Why is almost everything in the API final
Richard Bair
richard.bair at oracle.com
Tue Sep 3 16:31:24 PDT 2013
>> None of these points are suggesting the problem is with WebStart's implementation, they all hold even if WebStart were completely bug free. They're just the natural side-effect of a shared install system.
> Actually, one of the best things of Java is that in like 99.9% of the cases, my app will run flawlessly on whatever version of the JDK or JRE is installed... on multiple platforms. If Java goes down the road of requiring testing against a specific JRE (and thus specific platform by extension) then that is its biggest advantage lost.
>
> In fact, any framework that does not aspire to do the same (being backwards compatible to a flaw) is not a framework I'll consider for production use. I want to be able to upgrade, and at most run my unit tests to have the confidence that it will perform as expected. There can always be mistakes, both in the frameworks or in my code doing something that was undocumented or incorrectly interpreted, but in the end backwards compatibility is what makes or breaks a framework -- a big reason for that is that such frameworks are actually designed with some care, exactly because they aspire to be backward compatible... and a good API is everything.
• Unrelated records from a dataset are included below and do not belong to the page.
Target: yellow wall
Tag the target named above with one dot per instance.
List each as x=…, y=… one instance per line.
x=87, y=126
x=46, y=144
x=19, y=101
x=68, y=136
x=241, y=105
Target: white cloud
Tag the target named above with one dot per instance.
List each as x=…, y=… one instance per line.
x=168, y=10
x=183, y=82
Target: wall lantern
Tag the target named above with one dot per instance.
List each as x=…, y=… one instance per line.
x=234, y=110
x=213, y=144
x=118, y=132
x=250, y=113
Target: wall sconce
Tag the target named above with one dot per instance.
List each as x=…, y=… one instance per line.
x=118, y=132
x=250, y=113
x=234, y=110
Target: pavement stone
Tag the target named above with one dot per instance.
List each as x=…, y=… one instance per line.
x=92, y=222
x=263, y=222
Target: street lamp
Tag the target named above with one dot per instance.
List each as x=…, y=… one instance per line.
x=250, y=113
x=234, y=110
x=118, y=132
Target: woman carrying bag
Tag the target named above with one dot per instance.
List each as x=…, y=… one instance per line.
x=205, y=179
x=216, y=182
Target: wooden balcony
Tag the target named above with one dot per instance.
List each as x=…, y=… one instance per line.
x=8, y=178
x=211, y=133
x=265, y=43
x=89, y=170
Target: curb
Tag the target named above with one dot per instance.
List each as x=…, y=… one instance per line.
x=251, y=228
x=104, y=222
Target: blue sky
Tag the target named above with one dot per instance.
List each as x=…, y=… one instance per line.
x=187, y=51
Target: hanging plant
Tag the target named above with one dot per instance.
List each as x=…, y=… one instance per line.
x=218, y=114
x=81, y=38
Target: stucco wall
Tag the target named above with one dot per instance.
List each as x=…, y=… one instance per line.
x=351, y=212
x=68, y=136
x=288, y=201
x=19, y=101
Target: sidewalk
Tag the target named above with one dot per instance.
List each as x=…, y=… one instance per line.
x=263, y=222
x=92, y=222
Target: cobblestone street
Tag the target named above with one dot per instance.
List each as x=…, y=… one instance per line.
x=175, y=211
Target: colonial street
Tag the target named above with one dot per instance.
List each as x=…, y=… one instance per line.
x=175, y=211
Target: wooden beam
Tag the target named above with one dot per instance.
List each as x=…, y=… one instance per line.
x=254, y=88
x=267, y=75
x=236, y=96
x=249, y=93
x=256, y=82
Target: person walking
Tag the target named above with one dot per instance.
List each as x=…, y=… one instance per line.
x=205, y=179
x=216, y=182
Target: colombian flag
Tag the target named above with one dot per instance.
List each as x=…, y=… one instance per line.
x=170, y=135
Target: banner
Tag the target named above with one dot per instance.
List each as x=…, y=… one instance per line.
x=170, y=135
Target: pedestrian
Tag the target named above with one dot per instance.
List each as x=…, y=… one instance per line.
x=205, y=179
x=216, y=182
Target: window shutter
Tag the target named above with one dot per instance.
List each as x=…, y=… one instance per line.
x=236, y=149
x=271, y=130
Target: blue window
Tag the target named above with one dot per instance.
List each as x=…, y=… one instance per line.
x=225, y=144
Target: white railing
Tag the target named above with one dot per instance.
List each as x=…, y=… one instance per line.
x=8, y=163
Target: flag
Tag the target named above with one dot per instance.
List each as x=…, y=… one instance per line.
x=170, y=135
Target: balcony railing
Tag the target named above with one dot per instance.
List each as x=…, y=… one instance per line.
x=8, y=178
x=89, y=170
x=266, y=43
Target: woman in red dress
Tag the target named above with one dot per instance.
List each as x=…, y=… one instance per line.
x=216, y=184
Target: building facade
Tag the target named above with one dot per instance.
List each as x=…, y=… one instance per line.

When you have 9 million developers and hundreds of millions of apps, any change we make breaks somebody. Every bug fix. Everything. For any one developer the chance of breakage may be less or greater (we get reports from some customers who spend 6 months fixing breaks between major releases and others from developers who've never experienced a break). Having seen the carnage, I myself would avoid using a shared install if possible.
That is a separate issue from trying to maintain backwards compatibility. Having to rewrite a large chunk of your app to move from version N to N+1 is obviously not desirable, but having sat in this seat for a while now, I wouldn't personally risk running my app against any random release of *anybodies library*, if I could help it.